Diciembre de 2001
Me convertí en lo que hoy soy a los doce años. Era un frío y encapotado día de invierno de 1975. Recuerdo el momento exacto: estaba agazapado detrás de una pared de adobe desmoronada, observando a hurtadillas el callejón próximo al riachuelo helado. De eso hace muchos años, pero con el tiempo he descubierto que lo que dicen del pasado, que es posible enterrarlo, no es cierto. Porque el pasado se abre paso a zarpazos. Ahora que lo recuerdo, me doy cuenta de que llevo los últimos veintiséis años observando a hurtadillas ese callejón desierto.

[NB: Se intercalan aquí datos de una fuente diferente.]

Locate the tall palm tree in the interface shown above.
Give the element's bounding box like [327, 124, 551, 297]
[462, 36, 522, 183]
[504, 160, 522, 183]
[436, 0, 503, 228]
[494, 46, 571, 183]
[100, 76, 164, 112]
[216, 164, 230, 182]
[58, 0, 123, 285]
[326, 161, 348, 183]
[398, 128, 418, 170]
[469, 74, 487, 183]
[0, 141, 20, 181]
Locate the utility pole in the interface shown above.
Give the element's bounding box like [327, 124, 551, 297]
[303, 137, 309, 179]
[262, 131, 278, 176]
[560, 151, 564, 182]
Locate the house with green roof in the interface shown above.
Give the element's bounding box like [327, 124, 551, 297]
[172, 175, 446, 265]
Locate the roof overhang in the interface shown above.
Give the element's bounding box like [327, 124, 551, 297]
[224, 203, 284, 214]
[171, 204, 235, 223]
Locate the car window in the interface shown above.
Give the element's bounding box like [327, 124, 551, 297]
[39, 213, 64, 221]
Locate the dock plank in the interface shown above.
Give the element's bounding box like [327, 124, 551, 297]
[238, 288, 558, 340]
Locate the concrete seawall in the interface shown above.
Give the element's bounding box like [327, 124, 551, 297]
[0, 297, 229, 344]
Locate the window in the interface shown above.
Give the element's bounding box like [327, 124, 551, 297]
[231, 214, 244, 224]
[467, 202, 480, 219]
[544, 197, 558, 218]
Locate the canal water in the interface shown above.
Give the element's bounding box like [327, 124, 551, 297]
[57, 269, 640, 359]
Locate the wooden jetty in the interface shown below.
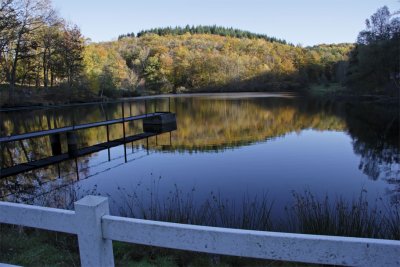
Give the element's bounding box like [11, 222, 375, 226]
[0, 112, 177, 178]
[0, 112, 170, 143]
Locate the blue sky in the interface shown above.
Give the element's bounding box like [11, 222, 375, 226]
[53, 0, 400, 46]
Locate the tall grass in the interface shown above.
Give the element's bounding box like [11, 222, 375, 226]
[114, 183, 400, 240]
[119, 183, 273, 231]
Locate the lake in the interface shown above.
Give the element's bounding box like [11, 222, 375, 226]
[0, 93, 400, 236]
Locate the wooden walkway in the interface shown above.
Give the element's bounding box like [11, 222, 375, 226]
[0, 112, 170, 143]
[0, 132, 159, 178]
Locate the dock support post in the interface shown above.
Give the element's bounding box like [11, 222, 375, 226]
[67, 131, 78, 158]
[49, 133, 61, 156]
[74, 196, 114, 267]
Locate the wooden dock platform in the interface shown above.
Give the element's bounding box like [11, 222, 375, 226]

Mi amigo Rahim Kan me llamó desde Pakistán un día del verano pasado para pedirme que fuera a verlo. De pie en la cocina, con el auricular pegado al oído, yo sabía que no era sólo Rahim Kan quien estaba al otro lado de la línea. Era mi pasado de pecados no expiados. En cuanto colgué, salí a dar un paseo por Sprekels Lake, en la zona norte de Golden Gate Park. El sol de primera hora de la tarde centelleaba en el agua, donde docenas de barcos diminutos navegaban empujados por una brisa vivificante. Levanté la vista y vi un par de cometas rojas con largas colas azules que se elevaban hacia el cielo. Bailaban por encima de los árboles del extremo oeste del parque, por encima de los molinos de viento. Flotaban la una junto a la otra, como un par de ojos que observaran San Francisco, la ciudad que ahora denomino «hogar». De repente, la voz de Hassan me susurró al oído: «Por ti lo haría mil veces más.» Hassan, el volador de cometas de labio leporino.

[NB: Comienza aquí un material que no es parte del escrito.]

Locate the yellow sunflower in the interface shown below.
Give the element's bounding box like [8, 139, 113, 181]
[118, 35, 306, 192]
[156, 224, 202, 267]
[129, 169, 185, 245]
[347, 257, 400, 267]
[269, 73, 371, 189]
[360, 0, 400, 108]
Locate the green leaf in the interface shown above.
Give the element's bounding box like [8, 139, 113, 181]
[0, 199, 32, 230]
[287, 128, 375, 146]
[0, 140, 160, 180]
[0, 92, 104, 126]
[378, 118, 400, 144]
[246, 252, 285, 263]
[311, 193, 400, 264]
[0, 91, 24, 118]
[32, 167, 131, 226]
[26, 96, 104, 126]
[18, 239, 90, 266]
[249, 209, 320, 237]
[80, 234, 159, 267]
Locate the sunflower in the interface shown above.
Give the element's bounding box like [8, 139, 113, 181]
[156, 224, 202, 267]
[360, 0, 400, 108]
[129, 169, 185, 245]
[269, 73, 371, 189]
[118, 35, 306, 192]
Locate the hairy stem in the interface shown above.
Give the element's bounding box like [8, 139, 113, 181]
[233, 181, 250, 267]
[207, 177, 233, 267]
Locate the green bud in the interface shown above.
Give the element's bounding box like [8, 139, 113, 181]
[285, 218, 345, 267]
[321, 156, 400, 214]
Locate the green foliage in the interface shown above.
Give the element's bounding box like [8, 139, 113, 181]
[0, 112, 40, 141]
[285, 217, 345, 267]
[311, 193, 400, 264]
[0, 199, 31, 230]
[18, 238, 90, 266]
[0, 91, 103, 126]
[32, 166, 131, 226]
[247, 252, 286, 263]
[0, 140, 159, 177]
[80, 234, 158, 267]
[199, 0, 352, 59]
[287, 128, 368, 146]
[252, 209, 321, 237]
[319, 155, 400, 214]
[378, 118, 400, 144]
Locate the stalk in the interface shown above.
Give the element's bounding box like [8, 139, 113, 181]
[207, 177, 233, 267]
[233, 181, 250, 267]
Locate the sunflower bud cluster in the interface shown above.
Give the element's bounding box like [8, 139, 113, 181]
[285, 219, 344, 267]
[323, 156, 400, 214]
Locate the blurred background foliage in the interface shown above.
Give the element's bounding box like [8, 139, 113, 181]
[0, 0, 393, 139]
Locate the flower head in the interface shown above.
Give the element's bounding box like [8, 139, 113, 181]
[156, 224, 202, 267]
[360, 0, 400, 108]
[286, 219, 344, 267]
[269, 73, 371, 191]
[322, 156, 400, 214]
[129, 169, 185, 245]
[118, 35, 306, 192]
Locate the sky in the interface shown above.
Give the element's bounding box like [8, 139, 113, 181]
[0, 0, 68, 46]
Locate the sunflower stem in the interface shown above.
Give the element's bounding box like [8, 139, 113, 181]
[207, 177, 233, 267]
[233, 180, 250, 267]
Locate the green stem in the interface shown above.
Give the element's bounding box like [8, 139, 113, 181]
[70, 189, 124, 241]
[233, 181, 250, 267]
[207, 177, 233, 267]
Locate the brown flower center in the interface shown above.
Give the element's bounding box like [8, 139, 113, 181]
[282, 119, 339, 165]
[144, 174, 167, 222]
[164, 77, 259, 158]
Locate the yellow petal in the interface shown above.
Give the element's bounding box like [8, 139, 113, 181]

Me senté junto a un sauce en un banco del parque y pensé en lo que me había dicho Rahim Kan justo antes de colgar, como si se tratara de una ocurrencia de última hora. «Hay una forma de volver a ser bueno.» Alcé de nuevo la vista en dirección a las cometas gemelas. Pensé en Hassan. Pensé en Baba. En Alí. En Kabul. En la vida que había vivido hasta que llegó el invierno de 1975 y lo cambió todo. Y me convirtió en lo que hoy soy.